THE SKOROHOD OBLIQUE REFLECTION PROBLEM IN TIME-DEPENDENT DOMAINS
成果类型:
Article
署名作者:
Nystrom, Kaj; Onskog, Thomas
署名单位:
Umea University
刊物名称:
ANNALS OF PROBABILITY
ISSN/ISSBN:
0091-1798
DOI:
10.1214/10-AOP538
发表日期:
2010
页码:
2170-2223
关键词:
STOCHASTIC DIFFERENTIAL-EQUATIONS
skorokhod problem
brownian-motion
heat-equation
queuing-networks
convex duality
limit
sdes
摘要:
The deterministic Skorohod problem plays an important role in the construction and analysis of diffusion processes with reflection. In the form studied here, the multidimensional Skorohod problem was introduced, in time-independent domains, by H. Tanaka [61] and further investigated by P.-L. Lions and A.-S. Sznitman [42] in their celebrated article.
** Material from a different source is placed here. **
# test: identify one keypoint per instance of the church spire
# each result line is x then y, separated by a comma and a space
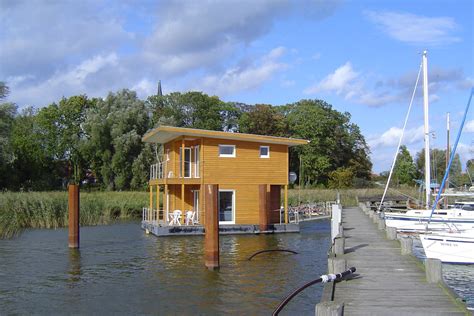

Subsequent results of several researchers have resulted in a large literature on the Skorohod problem in time-independent domains. In this article we conduct a thorough study of the multidimensional Skorohod problem in time-dependent domains. In particular, we prove the existence of cadlag solutions (x, lambda) to the Skorohod problem, with oblique reflection, for (D, Gamma, w) assuming, in particular, that D is a time-dependent domain (Theorem 1.2). In addition, we prove that if w is continuous, then x is continuous as well (Theorem 1.3). Subsequently, we use the established existence results to construct solutions to stochastic differential equations with oblique reflection (Theorem 1.9) in time-dependent domains. In the process of proving these results we establish a number of estimates for solutions to the Skorohod problem with bounded jumps and, in addition, several results concerning the convergence of sequences of solutions to Skorohod problems in the setting of time-dependent domains.